← Back to context

Comment by mort96

11 hours ago

That isn't really a case of UTF-8 sacrificing anything to be compatible with UTF-16. It's Unicode, not UTF-8 that made the sacrifice: Unicode is limited to 21 bits due to UTF-16. The UTF-8 design trivially extends to support 6 byte long sequences supporting up to 31-bit numbers. But why would UTF-8, a Unicode character encoding, support code points which Unicode has promised will never and can never exist?

Is 21 bits really a sacrifice. It is 2 million codepoints, we currently use about a tenth of that.

Even with all Chinese characters, de-unified, all the notable historical and constructed scripts, technical symbols, and all the submitted emoji, including rejections, you are still way short of a million.

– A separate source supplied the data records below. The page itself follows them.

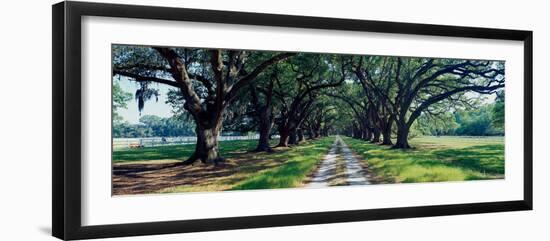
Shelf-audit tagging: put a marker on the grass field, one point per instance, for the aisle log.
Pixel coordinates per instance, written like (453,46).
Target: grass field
(434,159)
(178,152)
(284,168)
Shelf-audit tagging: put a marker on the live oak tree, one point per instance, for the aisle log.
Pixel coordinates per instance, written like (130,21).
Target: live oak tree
(420,83)
(207,79)
(298,84)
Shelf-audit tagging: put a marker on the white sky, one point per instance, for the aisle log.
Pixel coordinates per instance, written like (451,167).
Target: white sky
(152,107)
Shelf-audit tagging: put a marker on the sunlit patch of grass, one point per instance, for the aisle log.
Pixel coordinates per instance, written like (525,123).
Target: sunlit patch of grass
(286,167)
(301,161)
(435,159)
(180,152)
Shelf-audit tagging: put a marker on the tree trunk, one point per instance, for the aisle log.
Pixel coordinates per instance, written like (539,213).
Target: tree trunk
(265,130)
(284,135)
(386,136)
(292,139)
(402,136)
(375,135)
(300,133)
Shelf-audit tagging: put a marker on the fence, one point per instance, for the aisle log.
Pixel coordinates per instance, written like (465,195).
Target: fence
(121,143)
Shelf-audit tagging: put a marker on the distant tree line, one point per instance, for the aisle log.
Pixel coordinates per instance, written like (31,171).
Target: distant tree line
(153,126)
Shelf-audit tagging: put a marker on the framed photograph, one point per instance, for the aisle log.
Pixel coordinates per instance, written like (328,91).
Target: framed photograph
(170,120)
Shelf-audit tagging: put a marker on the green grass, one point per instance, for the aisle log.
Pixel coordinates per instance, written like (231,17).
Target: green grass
(301,160)
(178,152)
(435,159)
(284,168)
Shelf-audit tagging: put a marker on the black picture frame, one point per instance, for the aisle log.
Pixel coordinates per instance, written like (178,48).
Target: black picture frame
(66,203)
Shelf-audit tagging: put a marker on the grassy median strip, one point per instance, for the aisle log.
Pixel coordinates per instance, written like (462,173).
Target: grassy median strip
(435,159)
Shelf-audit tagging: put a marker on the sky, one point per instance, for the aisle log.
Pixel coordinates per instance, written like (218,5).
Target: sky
(152,107)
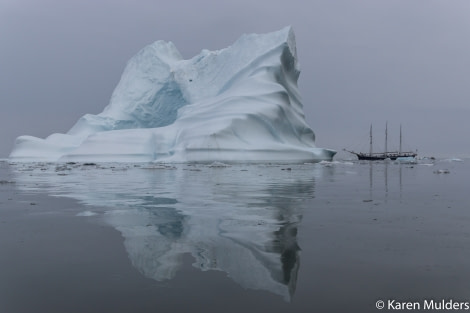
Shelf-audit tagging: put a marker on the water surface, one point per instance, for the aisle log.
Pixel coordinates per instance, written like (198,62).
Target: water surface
(325,237)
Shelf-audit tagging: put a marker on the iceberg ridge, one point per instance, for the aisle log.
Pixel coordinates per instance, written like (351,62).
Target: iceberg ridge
(238,104)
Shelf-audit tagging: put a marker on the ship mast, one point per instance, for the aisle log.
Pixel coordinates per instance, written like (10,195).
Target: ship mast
(386,136)
(400,140)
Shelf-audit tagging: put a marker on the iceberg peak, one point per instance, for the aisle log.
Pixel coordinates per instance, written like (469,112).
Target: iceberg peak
(237,104)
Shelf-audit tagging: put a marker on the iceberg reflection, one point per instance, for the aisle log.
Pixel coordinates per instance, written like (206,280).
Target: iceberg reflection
(241,220)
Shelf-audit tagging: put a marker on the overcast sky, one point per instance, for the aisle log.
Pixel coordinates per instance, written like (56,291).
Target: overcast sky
(362,62)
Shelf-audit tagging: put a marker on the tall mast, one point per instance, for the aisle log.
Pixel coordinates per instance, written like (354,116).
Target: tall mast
(400,140)
(386,135)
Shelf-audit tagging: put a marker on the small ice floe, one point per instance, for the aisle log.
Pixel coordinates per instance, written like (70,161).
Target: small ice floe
(219,164)
(331,163)
(158,167)
(5,182)
(87,213)
(445,171)
(452,160)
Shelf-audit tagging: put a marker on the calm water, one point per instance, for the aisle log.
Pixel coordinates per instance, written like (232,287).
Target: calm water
(332,237)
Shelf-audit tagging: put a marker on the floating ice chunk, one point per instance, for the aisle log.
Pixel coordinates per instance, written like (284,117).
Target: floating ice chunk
(87,213)
(237,104)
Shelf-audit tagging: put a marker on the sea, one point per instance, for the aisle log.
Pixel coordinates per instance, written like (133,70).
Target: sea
(342,236)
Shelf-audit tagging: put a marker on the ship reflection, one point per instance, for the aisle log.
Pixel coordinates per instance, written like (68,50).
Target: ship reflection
(241,220)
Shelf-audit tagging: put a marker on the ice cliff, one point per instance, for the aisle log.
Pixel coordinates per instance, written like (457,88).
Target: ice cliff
(240,103)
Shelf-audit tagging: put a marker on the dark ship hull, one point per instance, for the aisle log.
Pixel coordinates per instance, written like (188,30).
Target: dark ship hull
(383,156)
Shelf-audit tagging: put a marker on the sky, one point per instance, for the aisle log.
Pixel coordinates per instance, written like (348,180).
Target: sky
(362,62)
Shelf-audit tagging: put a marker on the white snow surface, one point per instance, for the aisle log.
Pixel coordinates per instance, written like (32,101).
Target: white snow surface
(238,104)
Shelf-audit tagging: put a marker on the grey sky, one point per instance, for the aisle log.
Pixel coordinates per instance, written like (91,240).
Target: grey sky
(367,61)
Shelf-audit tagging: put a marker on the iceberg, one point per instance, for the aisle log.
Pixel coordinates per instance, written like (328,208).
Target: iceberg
(238,104)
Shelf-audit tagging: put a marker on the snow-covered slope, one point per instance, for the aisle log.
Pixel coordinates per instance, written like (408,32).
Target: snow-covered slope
(240,103)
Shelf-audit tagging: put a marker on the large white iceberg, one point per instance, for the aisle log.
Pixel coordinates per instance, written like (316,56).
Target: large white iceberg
(240,103)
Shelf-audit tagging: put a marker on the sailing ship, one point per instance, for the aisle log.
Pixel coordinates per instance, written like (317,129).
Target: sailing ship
(378,156)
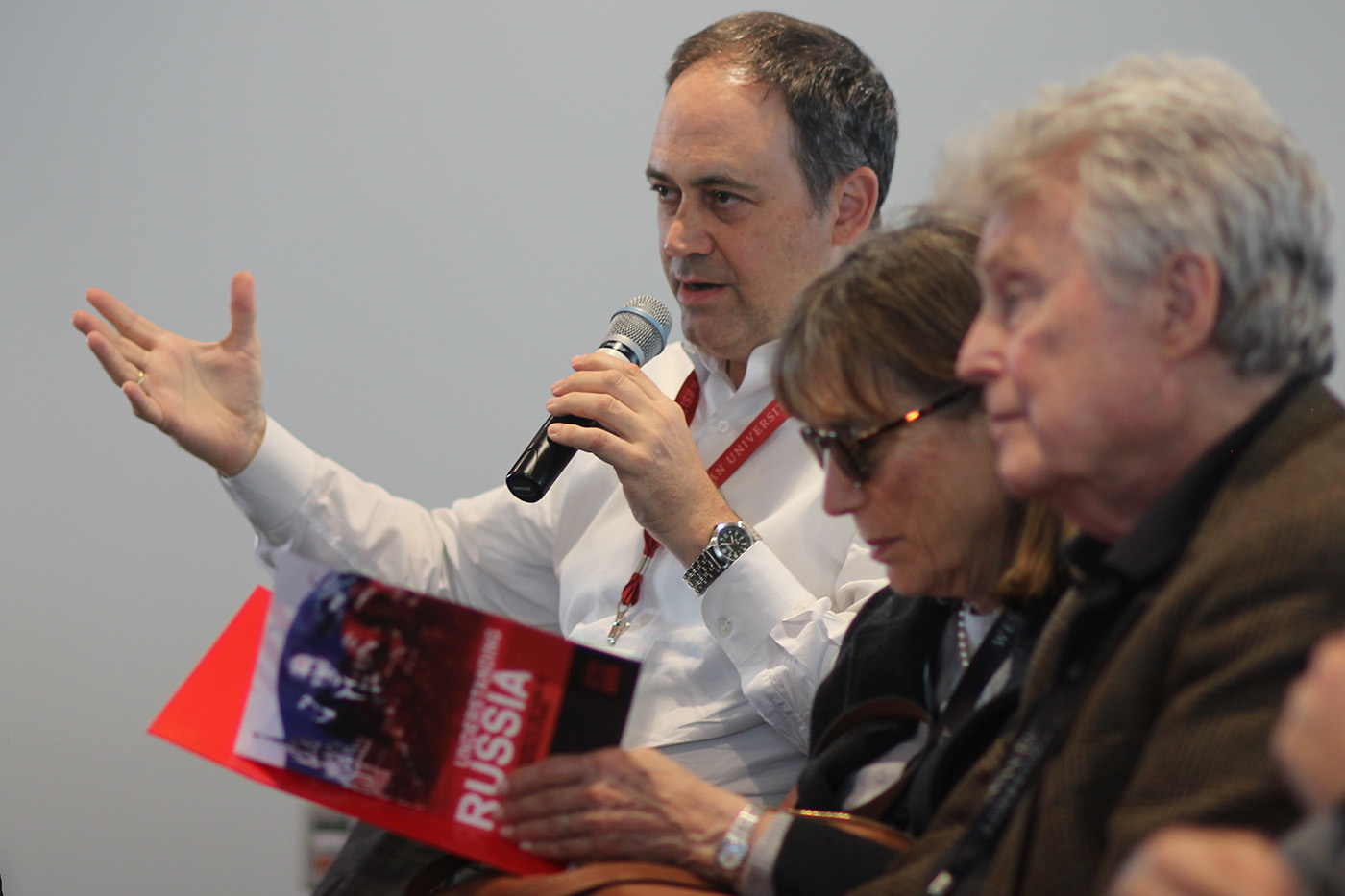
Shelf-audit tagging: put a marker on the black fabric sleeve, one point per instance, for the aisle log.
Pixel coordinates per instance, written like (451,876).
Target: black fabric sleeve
(819,860)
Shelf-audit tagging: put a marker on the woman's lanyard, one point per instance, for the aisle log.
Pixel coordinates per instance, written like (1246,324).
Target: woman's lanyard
(733,456)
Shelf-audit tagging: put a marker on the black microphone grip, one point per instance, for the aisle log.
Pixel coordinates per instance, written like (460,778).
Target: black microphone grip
(534,472)
(537,469)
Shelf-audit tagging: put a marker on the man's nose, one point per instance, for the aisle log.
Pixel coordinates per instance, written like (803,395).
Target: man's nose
(688,234)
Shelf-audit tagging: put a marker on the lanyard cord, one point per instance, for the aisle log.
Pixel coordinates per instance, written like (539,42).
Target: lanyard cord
(733,456)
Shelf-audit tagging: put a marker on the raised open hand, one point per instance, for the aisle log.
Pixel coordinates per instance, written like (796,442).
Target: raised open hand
(205,395)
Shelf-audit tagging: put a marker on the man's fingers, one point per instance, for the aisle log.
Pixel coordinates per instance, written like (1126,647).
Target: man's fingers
(114,358)
(143,405)
(242,308)
(125,321)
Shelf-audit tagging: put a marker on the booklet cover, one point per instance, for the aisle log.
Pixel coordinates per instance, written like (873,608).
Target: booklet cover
(397,708)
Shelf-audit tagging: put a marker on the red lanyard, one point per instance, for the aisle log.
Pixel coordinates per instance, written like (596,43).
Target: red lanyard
(733,456)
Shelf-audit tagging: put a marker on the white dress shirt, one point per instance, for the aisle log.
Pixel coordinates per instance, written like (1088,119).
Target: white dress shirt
(728,678)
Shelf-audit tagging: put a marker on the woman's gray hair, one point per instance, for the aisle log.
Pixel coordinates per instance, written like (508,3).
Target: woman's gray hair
(1177,154)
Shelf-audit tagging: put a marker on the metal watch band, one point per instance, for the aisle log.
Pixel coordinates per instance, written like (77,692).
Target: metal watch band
(737,839)
(710,564)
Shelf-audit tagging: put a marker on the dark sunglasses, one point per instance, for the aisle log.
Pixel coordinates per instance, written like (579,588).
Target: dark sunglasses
(849,448)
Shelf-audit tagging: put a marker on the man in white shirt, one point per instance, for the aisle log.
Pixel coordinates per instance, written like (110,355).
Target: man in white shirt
(772,154)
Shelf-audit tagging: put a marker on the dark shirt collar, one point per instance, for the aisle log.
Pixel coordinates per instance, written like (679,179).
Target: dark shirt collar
(1161,534)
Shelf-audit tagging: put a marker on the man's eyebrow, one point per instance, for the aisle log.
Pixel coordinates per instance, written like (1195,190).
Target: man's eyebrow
(713,181)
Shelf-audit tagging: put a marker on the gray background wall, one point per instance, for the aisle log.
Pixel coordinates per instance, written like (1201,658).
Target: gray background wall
(441,204)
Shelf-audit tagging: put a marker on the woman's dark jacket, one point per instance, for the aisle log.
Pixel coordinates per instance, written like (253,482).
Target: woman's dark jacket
(891,648)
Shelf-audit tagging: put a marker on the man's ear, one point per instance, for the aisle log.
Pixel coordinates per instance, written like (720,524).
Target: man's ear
(1189,295)
(856,201)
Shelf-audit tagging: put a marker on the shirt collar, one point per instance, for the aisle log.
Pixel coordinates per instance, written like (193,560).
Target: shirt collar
(759,366)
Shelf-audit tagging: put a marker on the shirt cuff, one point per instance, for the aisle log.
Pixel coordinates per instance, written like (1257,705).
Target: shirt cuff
(271,489)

We are probably never need more than 21 bits unless we start stretching the definition of what text is.

  • It's not 2 million, it's a little over 1 million.

    The exact number is 1112064 = 2^16 - 2048 + 16*2^16: in UTF-16, 2 bytes can encode 2^16 - 2048 code points, and 4 bytes can encode 16*2^16 (the 2048 surrogates are not counted because they can never appear by themselves, they're used purely for UTF-16 encoding).

In an ideal future (read: fantasy), utf-16 gets formally deprecated and trashed, freeing the surrogate sequences and full range for utf-8.

Or utf-16 is officially considered a second class citizen, and some code points are simply out of its reach.